Ser convidado para entrevistar um chefe de Estado é uma honra para qualquer jornalista. Essa oportunidade única, ainda mais em um país distante e envolto em mudanças políticas, representa a chance de vivenciar e registrar a história de um ângulo privilegiado. Essa foi a experiência do trio de jornalistas franceses que, durante o período do Kampuchea Democrático, recebeu autorização para visitar o Camboja e entrevistar Pol Pot.
O grupo composto pelo fotojornalista Paul Thomás (Cyril Guei), Alain Cariou (Grégoire Colin) e Lise Delbo (Irène Jacob). Suas memórias, posteriormente registradas em um livro, serviram como base para o longa-metragem “Encontro com o Ditador“. A viagem tinha o objetivo de mostrar ao mundo os avanços promovidos pelo regime Khmer Vermelho. Guiados por um tradutor, os jornalistas visitam acampamentos, instalações públicas e comunidades, observando de perto o cotidiano do “novo povo”.
Conforme o filme avança, surgem incongruências que revelam o controle rígido e opressor do regime. As “traduções” do intérprete frequentemente não condizem com o que está sendo dito. E a sensação de vigilância constante, reforçada por enquadramentos claustrofóbico e uma iluminação contrastante. Filmagens realizadas com câmeras na mão, além de planos fechados e sombras conflitantes, amplificam a atmosfera sufocante. Pol Pot, onipresente na narrativa, mas, aparece de maneira imponente, como em retratos espalhados pelas instalações ou em momentos de quebra da quarta parede, confrontando diretamente o espectador.
Cada membro do grupo reage de maneira distinta às descobertas. Lise Delbo adota uma postura dissimulada e profissional para lidar com a situação. Paul Thomás é o mais combativo e crítico, enquanto Alain Cariou tenta se apegar à imagem idealizada de Pol Pot, com quem havia estudado em Paris e trocado correspondências. Contudo, a percepção do ditador muda à medida que as condições de miséria e opressão do povo se tornam mais evidentes. Contraditoriamente, o quarto modesto de Pol Pot contrasta com os banquetes regados a queijos e vinhos franceses.
Rithy Panh, renomado cineasta cambojano, utiliza o cinema como ferramenta de denúncia política. Em “Encontro com o Ditador“, ele incorpora a perspectiva de estrangeiros e utiliza maquetes como recurso narrativo para recriar momentos de tensão. Além disso, o diretor também mistura imagens de arquivo à narrativa ficcional, reforçando o impacto histórico do período.

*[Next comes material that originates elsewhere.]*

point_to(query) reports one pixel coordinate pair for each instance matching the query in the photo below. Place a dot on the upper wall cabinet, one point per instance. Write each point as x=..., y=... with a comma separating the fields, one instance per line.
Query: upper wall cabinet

Em respeito às vítimas do regime, Panh opta por deixar a violência gráfica fora de quadro. Assim, a execução de um cidadão acaba sendo sugerida por meio de elipses, com um raccord que associa o evento à imagem de jacarés enfurecidos. Essa escolha também denuncia a forma velada com que os abusos eram conduzidos. Durante o esperado encontro com Pol Pot, o diretor mantém o ditador nas sombras, apresentando sua figura de maneira fragmentada. Essa abordagem amplifica o medo e estimula o imaginário do espectador, transformando-o em um ícone ameaçador mais do que uma simples imagem.
Por fim, “Encontro com o Ditador” é um poderoso testemunho cinematográfico que denuncia as atrocidades do regime Khmer Vermelho, ao mesmo tempo em que explora as diferentes perspectivas de quem vivenciou ou testemunhou esse período histórico.